Curiously, in our study, T1DM patients with TT (rs2228570) genotype had high levels of 25(OH)D, suggesting a protective effect of this genotype. However, Morán-Auth et al. (2015) [49] demonstrated an association of this genotype with an increase in the percentage of T CD4+ cells (T1DM driver cells) under vitamin D stimulation in T1DM, demonstrating a possible risk effect of this genotype for the disease.

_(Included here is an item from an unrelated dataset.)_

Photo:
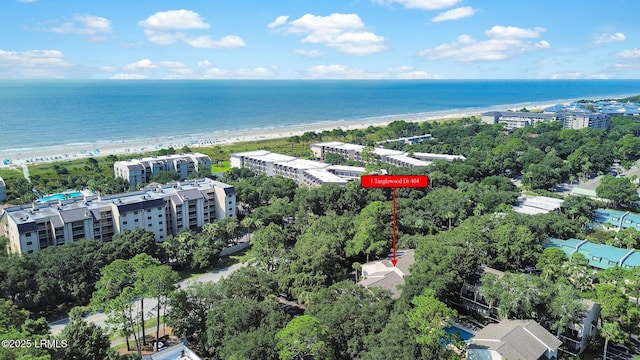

In the present study, no statistically significant differences were found between the investigated variants and 25(OH)D levels in the control group, so that all significant results in the analyses were found only in T1DM patients. This suggests that the association between 25(OH)D and T1DM may be modified by VDR variants, in which possibly AA (rs1544410) and CC (rs731236) are associated with lower vitamin D levels and indirectly with the risk of T1DM, while TT (rs2228570) is related to high levels of 25(OH)D. Unfortunately, the sample collection had to be interrupted at the beginning of the COVID-19 pandemic. We acknowledge that it is a small sample size, however, even so, we obtained interesting and promising results on the influence of VDR genotypes on vitamin D levels in T1DM. Therefore, we encourage further studies combining measurement of metabolic parameters and VDR polymorphisms in larger cohorts to strengthen our findings and clarify the effect of vitamin D on T1DM patients with the relevant genotypes.

5. Conclusions

In summary, although variants rs7975232, rs731236, and rs2228570 do not seem to play a direct role in the susceptibility to T1DM within the studied population, our results demonstrate a significant association of the rs1544410, rs731236, and rs2228570 variants with 25(OH)D levels in T1DM, which may influence the development of this disease. In addition, corroborating previous studies, our genomic ancestry results suggest that a higher European ancestry contribution is associated with a higher risk of T1DM.